Comparison of the catalytic and immunological properties of beta-glucosidases from three strains of Saccharomyces lactis.

beta-Glucosidase from Saccharomyces lactis strains Y-123 (B(h)), Y-14 (B(m)), and Y-1057A (B(1)) was partially purified. The pH optima, Michaelis constants, and activation energies were determined for the hydrolysis of p-nitro-phenyl-beta-d-glucoside by each of the enzymes. Differences among these constants were not enough to account for the low specific activity of beta-glucosidase in strains Y-14 and Y-1057A. Enzyme-inhibitor constants were measured for a series of alkyl and aryl glucosides. In general, the three enzymes are arylglucosidases. Tris(hydroxymethyl)-aminomethane inhibited all three enzymes in an uncompetitive fashion. The inhibition was antagonized by Mg(++).
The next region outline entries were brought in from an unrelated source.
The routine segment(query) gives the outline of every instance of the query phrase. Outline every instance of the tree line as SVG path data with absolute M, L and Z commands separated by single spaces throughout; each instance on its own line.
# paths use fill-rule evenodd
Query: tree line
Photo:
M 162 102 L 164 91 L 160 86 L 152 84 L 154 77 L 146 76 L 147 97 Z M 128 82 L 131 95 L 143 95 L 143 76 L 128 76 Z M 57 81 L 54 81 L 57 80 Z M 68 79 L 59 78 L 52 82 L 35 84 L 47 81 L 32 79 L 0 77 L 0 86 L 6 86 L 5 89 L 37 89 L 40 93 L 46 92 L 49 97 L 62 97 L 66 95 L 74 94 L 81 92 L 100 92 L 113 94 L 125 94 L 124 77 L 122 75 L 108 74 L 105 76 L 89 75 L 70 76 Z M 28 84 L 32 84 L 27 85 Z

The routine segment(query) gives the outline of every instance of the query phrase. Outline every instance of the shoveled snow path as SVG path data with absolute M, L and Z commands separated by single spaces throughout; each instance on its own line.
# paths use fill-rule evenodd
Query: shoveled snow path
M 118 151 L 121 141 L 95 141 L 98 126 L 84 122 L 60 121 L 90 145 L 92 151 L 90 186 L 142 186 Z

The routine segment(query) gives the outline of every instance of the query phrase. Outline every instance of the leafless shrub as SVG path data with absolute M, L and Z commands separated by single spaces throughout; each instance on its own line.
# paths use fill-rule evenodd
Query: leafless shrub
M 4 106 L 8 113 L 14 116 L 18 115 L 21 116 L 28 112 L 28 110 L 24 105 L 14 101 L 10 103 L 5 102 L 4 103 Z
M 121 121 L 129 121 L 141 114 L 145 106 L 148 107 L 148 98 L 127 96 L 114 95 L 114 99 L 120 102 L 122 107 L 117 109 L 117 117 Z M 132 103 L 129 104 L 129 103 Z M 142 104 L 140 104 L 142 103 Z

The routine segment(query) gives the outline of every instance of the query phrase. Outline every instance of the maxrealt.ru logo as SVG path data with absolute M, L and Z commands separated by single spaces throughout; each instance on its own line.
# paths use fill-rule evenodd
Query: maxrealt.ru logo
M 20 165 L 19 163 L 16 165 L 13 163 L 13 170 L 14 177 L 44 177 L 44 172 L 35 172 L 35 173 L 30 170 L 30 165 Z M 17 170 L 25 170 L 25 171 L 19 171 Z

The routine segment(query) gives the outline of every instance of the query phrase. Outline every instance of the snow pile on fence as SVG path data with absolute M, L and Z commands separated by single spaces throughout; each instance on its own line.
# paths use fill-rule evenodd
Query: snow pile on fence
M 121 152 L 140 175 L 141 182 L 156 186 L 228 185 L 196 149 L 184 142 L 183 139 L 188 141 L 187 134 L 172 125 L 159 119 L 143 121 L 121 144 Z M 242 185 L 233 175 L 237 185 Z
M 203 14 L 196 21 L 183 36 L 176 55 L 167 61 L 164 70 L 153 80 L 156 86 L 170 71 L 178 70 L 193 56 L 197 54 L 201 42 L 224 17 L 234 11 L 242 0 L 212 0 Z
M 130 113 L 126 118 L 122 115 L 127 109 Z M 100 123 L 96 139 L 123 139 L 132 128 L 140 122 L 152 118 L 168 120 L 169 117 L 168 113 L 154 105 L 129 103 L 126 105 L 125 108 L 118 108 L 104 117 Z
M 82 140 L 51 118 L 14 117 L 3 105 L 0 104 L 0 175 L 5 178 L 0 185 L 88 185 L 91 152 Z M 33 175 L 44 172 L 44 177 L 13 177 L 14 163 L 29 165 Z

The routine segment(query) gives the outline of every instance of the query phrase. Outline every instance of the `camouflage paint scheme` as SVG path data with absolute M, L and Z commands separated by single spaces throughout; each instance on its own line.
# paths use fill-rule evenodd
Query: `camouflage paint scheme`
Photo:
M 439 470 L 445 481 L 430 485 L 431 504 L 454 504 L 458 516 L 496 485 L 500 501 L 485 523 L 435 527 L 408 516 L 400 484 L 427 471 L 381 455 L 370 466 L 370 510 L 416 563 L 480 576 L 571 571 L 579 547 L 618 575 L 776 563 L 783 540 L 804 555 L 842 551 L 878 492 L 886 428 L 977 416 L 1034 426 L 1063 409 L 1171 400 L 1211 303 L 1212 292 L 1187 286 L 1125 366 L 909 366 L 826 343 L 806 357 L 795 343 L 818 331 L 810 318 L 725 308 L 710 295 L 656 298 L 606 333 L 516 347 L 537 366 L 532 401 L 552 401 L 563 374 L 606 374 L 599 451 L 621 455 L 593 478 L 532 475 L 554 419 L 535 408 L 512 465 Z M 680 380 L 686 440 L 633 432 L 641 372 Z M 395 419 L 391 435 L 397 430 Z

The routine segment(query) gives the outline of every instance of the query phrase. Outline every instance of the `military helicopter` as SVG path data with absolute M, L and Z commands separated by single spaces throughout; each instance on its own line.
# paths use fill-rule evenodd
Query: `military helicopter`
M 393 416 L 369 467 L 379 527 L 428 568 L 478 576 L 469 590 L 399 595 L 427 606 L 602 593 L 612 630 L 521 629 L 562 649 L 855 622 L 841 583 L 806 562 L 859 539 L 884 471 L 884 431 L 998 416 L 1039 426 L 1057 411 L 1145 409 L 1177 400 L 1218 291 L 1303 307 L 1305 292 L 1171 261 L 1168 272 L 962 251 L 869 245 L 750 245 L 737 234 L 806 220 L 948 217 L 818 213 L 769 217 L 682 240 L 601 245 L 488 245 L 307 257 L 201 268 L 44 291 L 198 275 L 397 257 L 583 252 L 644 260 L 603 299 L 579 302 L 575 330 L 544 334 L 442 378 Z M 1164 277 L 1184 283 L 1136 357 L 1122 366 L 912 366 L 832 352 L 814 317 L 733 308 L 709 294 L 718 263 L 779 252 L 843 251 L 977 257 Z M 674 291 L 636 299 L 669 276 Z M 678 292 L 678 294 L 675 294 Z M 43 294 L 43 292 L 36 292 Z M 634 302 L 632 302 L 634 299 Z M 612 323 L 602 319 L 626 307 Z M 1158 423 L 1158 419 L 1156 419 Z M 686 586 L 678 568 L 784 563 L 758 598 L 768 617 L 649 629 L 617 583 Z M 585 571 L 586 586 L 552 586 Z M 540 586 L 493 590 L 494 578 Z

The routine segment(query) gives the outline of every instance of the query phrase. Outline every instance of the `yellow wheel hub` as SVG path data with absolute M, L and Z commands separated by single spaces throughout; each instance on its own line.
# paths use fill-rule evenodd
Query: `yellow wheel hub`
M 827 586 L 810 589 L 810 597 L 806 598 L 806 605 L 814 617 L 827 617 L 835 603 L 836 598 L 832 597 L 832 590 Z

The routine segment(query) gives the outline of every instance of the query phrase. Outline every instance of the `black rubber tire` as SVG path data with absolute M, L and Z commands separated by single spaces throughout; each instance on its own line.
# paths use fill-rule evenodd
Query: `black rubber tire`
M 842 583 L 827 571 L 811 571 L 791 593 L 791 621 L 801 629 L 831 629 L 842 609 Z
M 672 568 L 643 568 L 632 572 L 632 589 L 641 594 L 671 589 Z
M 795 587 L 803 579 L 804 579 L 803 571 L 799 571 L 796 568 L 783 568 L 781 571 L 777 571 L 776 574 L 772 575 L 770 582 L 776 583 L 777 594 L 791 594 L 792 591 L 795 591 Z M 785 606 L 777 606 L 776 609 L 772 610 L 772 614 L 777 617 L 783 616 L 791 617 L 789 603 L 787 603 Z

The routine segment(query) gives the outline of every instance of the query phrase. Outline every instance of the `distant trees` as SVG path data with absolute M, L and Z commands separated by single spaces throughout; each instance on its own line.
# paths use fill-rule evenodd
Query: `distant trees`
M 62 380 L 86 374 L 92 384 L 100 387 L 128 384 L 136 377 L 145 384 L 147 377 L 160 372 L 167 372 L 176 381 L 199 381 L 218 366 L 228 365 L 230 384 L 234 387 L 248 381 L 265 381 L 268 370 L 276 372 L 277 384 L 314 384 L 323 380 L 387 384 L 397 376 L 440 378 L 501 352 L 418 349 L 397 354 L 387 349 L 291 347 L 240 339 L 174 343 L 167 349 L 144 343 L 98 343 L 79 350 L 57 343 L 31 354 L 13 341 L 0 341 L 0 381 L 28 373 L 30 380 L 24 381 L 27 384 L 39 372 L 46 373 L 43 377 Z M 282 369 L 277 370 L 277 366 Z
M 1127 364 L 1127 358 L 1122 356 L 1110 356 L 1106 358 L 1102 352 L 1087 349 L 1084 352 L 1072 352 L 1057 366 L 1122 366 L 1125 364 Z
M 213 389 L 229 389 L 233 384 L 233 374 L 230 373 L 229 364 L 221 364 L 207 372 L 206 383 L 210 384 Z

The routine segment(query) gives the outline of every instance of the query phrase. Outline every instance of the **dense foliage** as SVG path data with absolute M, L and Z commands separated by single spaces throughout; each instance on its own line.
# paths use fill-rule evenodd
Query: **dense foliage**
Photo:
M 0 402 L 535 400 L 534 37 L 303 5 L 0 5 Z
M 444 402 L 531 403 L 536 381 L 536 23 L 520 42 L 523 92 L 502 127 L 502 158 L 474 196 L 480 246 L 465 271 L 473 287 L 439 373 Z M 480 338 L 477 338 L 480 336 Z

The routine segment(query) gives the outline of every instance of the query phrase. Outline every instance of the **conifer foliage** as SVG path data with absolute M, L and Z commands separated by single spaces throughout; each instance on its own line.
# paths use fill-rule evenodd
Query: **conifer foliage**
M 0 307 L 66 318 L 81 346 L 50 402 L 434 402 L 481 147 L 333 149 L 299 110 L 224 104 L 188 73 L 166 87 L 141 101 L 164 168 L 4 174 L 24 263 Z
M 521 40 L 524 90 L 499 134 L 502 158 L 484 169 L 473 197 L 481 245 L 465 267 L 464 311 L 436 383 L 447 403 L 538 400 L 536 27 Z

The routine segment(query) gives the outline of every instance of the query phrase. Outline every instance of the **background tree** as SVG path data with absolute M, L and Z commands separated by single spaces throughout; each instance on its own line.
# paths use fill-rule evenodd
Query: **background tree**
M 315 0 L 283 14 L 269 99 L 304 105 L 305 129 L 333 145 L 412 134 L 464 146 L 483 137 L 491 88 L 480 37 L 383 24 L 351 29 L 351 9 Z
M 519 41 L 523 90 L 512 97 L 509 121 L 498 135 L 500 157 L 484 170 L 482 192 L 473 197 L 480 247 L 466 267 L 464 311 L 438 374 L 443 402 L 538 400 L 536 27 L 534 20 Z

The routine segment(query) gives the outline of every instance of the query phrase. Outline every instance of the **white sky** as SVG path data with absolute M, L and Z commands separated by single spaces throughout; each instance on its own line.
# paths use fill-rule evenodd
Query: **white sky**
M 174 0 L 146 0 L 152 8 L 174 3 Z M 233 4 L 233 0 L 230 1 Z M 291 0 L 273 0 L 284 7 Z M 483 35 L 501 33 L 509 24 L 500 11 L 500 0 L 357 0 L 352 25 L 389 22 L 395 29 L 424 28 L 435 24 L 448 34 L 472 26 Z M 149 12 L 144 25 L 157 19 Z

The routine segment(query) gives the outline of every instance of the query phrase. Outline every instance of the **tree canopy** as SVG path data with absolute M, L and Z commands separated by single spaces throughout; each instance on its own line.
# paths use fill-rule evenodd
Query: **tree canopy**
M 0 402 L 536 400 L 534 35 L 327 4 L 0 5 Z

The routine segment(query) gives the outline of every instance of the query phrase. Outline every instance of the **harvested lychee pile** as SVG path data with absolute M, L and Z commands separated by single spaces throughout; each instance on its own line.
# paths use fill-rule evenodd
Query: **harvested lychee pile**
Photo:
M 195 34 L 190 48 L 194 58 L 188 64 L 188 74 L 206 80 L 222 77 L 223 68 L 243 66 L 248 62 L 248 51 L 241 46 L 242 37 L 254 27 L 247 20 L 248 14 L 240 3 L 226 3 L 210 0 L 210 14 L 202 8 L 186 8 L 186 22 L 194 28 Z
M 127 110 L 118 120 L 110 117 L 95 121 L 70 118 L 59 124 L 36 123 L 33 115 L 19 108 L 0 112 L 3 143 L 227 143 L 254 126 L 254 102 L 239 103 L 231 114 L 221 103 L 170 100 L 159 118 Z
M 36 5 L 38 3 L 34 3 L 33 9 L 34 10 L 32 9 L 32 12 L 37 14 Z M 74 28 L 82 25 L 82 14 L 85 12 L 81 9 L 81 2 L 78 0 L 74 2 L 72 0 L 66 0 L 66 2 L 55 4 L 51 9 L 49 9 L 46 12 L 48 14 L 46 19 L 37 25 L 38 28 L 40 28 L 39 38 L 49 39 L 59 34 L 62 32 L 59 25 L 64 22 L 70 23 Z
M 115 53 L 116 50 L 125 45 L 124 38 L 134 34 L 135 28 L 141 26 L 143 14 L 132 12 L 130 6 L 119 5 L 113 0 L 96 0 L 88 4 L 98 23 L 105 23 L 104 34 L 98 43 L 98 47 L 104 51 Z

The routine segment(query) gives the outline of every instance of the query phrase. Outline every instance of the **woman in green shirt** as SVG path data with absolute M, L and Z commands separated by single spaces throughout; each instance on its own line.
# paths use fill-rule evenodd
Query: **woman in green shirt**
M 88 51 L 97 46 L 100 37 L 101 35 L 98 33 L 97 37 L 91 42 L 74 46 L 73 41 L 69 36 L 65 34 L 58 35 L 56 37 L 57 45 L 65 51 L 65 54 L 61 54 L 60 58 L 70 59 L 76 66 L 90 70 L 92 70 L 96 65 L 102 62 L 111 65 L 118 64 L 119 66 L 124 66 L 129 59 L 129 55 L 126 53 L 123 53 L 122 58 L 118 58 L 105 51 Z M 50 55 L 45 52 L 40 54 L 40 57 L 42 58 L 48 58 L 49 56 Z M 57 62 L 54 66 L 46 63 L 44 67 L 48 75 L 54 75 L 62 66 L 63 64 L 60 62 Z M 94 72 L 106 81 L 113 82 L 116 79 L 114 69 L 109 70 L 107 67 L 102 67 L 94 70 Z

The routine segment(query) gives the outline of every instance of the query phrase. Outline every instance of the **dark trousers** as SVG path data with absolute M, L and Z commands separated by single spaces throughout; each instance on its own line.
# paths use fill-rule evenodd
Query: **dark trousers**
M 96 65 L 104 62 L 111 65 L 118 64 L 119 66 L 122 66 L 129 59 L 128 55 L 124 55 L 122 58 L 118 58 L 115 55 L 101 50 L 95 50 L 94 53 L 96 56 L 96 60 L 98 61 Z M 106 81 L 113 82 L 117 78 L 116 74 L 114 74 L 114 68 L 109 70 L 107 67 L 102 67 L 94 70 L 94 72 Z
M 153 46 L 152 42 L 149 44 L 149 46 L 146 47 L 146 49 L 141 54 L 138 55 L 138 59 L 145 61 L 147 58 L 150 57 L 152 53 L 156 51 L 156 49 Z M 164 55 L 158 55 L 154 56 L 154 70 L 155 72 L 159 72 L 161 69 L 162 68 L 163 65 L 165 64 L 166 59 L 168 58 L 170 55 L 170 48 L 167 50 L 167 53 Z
An antiserum was prepared to the highly purified (200-fold) beta-glucosidase from strain Y-123. The nature and degree of cross-reaction between the three beta-glucosidases was investigated by double diffusion in agar and neutralization tests. Spur formation in the immunodiffusion tests and similar equivalence points in the neutralization tests indicated a strong degree of cross-reaction between the three enzymes. The ratio of enzyme activity to antigenicity was used to compare the relative molecular activity of beta-glucosidase in the three strains. Each strain produced the same amount of beta-glucosidase per milligram of cell protein. The results are consistent either with a lower turnover number for the beta-glucosidase in strains Y-14 and Y-1057A or with the production of beta-glucosidase with a "normal" turnover number and enough cross-reacting material to effectively reduce the specific activity to the observed levels.